Joe misses you. He loves my children and they love him. He will be going to work for me soon.
Sincerely,
Bettina reads the message twice, trying to vet Godoy’s intentions and stay in her lane at eighty miles per hour.
She remembers his time-consuming caution while orchestrating his attempted purchase of Felix up in Moulton Meadows Park. All the waiting and changing of venues. All his crafty caution, turned to shit. Costing Joaquín Páez his life, Valeria Flores her freedom, and El Gordo his $200,000.
She can’t be sure, but Bettina thinks he’ll be more decisive this time around.
Speeding for home in the bumpy Jeep, Bettina tries to send El Gordo the same kind of psychic vibes she was sending out to him less than an hour ago. She pictures her thoughts as bright monarch butterflies crossing the skies by the tens of thousands. Tries to butterfly-bomb El Gordo all the way down in Sinaloa. Like the prayers she launched at God from Anza Methodist when she was small.
Her phone pings again just as she’s through her front door. Godoy:
Dear Bettina,
I will trade you Joe for a truthful story of me. The ten thousand dollars you offer back to me will be my bonus to you, if you make the story and video as great as it should be. It must be great. You can use the money for your expenses to travel of Sinaloa to pick up Joe.

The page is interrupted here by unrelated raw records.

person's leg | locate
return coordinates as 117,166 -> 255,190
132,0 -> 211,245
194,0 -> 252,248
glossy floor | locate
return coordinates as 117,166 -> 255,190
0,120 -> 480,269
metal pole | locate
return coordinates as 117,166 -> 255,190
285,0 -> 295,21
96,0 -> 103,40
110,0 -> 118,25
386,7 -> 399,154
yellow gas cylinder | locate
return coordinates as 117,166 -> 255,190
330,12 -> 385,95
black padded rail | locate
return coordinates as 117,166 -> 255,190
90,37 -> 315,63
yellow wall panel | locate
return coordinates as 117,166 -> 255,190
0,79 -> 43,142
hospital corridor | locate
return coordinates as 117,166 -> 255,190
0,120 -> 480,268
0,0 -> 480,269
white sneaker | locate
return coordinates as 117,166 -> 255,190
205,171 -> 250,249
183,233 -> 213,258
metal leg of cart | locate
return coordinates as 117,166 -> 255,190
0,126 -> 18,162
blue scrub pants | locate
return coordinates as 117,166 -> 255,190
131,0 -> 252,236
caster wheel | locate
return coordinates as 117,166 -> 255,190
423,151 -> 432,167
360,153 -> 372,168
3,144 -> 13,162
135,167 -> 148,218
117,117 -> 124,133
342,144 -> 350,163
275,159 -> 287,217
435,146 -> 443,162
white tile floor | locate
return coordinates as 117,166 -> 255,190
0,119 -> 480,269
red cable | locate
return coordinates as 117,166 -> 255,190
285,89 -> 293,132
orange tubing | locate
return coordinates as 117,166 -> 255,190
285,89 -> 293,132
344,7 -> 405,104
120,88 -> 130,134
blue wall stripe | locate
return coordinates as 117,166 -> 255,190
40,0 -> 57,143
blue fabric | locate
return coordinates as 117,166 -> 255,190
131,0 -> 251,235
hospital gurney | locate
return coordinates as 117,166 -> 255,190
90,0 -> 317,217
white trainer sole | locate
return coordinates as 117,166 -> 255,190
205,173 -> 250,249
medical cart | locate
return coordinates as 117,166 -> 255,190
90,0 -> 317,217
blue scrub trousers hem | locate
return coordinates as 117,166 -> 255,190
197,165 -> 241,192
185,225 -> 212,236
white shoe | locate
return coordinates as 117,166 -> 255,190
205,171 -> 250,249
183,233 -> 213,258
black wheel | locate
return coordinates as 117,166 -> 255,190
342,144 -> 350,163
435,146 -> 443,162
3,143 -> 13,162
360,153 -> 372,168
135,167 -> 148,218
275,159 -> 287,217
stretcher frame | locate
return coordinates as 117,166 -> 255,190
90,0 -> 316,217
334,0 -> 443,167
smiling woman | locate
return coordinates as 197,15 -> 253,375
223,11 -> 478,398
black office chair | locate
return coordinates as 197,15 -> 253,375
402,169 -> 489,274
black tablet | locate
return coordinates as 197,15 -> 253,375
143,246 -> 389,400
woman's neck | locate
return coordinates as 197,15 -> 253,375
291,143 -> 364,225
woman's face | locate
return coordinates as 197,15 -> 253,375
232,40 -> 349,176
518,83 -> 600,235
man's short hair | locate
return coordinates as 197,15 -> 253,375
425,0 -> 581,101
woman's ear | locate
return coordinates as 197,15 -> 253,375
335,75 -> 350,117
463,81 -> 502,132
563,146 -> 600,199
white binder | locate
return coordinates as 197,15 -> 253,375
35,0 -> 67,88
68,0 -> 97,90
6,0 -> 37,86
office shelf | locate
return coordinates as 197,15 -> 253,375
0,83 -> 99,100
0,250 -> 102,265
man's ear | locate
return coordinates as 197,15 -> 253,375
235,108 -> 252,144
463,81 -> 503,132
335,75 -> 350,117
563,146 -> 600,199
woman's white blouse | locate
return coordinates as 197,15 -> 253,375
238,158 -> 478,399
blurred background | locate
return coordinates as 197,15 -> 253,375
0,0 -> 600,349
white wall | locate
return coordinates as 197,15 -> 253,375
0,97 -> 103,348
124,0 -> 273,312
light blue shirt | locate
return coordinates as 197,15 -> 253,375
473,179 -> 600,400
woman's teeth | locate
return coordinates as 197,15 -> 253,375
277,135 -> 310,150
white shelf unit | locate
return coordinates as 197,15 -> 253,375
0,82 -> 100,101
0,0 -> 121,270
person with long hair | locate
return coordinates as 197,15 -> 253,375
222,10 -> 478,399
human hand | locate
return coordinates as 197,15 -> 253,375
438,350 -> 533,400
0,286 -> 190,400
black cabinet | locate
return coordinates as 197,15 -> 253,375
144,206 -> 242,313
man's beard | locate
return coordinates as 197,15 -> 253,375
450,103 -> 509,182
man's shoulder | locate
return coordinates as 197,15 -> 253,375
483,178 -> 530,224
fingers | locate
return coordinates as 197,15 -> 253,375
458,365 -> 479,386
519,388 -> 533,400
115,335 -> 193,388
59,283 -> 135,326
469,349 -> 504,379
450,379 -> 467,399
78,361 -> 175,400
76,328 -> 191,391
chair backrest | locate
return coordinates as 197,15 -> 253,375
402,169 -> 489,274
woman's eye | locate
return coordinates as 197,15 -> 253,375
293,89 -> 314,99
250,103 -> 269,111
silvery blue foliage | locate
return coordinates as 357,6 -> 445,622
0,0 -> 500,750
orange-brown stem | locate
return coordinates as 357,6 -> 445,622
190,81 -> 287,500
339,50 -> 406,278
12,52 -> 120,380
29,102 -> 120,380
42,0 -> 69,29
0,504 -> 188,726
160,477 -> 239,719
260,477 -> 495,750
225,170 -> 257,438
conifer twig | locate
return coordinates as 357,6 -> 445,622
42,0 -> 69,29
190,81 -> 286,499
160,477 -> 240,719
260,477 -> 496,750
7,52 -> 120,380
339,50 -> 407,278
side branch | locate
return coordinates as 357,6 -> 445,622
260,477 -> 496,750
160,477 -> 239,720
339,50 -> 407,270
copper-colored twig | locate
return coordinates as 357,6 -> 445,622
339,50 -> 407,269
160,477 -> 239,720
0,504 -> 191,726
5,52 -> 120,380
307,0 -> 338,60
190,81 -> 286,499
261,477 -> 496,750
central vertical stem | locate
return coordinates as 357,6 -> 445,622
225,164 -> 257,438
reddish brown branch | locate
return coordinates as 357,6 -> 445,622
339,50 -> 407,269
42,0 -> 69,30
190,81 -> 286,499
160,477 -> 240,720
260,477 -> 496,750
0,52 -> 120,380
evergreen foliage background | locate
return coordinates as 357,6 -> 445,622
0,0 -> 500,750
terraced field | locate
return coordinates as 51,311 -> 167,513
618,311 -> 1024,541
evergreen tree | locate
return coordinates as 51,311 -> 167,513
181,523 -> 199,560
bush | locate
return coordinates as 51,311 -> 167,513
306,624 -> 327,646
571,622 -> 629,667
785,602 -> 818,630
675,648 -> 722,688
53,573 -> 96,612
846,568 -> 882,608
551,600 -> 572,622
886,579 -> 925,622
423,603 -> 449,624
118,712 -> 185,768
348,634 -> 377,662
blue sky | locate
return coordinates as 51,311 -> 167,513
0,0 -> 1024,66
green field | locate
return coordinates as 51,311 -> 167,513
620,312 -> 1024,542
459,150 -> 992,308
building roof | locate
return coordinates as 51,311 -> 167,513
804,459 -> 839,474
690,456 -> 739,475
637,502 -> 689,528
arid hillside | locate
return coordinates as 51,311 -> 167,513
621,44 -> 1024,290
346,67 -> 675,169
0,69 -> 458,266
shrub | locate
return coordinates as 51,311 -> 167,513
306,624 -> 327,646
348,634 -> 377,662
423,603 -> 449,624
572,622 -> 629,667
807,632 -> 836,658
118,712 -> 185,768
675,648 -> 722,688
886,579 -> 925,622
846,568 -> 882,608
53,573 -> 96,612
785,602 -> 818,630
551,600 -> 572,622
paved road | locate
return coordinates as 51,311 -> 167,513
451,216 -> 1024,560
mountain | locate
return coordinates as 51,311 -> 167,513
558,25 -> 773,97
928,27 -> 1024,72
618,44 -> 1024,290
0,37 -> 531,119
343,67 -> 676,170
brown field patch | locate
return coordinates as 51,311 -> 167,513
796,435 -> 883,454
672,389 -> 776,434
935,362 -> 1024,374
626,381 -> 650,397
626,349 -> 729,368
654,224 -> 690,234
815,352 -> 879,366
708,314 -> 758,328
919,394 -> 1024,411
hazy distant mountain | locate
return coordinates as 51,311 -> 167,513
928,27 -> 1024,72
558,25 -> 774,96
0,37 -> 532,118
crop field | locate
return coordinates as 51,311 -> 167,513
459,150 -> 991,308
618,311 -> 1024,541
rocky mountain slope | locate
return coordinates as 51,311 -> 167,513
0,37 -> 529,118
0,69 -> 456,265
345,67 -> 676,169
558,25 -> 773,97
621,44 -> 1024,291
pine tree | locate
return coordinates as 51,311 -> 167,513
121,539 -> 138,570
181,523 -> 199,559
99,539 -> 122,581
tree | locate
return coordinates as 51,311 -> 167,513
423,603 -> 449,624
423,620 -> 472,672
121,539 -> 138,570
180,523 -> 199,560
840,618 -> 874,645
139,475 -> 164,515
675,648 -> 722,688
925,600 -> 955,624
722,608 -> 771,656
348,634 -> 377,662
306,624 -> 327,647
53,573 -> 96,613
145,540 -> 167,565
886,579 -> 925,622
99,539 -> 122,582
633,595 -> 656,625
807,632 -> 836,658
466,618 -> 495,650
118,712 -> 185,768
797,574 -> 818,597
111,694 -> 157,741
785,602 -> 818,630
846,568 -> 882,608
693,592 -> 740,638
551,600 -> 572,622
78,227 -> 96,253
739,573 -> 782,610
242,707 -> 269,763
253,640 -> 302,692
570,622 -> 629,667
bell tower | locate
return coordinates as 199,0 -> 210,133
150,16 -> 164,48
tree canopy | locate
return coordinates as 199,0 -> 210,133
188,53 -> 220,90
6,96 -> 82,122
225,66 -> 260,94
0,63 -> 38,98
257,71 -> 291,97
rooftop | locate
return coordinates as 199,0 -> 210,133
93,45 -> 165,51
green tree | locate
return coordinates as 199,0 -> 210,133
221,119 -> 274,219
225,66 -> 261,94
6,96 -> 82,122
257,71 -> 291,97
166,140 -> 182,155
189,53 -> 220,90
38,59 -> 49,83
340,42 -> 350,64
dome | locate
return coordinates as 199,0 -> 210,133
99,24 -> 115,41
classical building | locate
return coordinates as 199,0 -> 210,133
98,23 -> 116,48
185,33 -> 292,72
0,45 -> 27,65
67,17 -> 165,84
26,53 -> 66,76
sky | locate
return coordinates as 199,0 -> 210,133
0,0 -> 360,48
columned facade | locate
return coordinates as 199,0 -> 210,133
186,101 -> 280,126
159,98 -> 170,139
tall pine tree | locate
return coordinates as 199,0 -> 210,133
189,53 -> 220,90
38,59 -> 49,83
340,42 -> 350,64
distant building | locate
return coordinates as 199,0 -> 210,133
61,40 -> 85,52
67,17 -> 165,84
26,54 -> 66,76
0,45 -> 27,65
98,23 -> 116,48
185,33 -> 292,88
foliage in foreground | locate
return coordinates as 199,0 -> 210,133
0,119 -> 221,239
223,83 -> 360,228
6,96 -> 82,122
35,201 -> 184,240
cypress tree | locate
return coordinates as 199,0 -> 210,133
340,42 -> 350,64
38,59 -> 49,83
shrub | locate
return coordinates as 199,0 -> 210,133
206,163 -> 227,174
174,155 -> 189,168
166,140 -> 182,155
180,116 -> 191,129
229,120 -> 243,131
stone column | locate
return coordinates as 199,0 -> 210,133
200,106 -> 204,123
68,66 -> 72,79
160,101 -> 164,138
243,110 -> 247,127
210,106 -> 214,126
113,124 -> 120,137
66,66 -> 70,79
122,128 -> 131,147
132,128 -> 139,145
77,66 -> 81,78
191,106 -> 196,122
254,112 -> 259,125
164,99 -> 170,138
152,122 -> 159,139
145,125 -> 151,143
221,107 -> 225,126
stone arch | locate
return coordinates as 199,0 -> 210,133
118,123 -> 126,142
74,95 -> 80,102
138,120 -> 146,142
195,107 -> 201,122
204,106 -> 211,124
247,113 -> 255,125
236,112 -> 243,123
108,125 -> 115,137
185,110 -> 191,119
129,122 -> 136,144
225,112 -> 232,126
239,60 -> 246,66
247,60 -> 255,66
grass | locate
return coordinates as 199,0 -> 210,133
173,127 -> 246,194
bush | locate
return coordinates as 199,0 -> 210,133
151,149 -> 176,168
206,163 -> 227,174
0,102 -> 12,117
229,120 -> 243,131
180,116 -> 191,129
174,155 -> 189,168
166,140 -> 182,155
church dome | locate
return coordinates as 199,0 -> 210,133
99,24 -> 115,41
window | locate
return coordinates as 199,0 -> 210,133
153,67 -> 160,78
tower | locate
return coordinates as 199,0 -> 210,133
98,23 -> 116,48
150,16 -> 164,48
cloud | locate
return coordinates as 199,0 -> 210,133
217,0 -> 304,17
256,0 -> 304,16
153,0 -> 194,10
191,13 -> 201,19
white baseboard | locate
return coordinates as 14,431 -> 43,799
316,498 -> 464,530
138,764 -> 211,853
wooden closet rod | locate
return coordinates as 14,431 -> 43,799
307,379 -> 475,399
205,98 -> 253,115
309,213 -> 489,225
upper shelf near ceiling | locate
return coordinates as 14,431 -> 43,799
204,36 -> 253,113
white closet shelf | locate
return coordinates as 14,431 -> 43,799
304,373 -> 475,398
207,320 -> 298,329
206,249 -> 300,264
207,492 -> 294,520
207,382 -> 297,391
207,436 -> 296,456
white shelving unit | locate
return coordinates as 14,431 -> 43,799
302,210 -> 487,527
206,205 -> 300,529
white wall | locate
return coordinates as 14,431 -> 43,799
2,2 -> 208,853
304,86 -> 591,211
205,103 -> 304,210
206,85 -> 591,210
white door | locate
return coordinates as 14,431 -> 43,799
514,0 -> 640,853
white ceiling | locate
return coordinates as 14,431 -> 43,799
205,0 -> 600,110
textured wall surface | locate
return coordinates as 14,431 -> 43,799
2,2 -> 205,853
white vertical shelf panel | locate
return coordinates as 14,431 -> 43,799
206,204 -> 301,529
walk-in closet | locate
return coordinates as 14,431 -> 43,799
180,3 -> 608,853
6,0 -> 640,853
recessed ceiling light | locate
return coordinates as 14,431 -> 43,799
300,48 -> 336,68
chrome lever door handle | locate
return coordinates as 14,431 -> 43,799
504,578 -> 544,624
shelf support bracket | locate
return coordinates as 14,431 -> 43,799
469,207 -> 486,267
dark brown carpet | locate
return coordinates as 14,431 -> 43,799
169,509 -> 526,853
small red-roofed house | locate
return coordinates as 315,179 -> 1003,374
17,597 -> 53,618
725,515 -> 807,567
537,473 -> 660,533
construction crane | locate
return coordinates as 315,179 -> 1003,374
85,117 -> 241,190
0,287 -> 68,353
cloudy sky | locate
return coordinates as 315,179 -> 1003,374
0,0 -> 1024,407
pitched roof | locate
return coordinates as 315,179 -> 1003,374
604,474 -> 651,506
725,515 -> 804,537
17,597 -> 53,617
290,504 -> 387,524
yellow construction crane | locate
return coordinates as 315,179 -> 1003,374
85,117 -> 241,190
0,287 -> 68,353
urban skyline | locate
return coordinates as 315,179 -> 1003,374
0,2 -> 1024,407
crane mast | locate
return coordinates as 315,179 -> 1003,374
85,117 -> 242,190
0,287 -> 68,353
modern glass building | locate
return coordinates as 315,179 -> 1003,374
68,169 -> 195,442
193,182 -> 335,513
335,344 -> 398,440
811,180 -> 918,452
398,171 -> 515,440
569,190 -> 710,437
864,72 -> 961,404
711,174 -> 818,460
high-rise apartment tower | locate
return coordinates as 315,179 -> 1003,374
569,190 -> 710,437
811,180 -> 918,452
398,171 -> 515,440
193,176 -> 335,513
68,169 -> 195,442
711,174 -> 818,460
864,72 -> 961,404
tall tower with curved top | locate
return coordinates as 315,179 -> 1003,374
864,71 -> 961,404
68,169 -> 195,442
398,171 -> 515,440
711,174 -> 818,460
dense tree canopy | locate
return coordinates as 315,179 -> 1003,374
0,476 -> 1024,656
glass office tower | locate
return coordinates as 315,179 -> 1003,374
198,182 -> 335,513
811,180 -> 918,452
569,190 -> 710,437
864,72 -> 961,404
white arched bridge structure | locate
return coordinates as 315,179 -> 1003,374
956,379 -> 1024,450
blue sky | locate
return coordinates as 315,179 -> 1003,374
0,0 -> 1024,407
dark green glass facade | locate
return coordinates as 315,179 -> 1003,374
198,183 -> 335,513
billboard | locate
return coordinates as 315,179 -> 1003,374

Send me a message to this number when you reach Los Mochis. Remember the mountains can be cold and Joe will need his papers of vaccination in order to get into the Estados Unidos.
Sincerely,
She calls Jean Rose and says she needs a few days off. Promises to get the Rod Foster feature polished and the entertainment calendar updated for next week’s edition before she leaves. Tells Jean she’s going to bring her a story that will get picked up by every major news feed on the planet, and a video that will explode on the internet. Says Coastal Eddy will become a household name and she’ll probably be shortlisted for a Pulitzer.
“Bettina, the editor in me loves it when you talk like this,” Jean says. “But as a person, I tremble too.”
“Trust me.”
“I sense no choice.”
Throat tight and heart pounding, she calls Strickland, who answers on the first ring.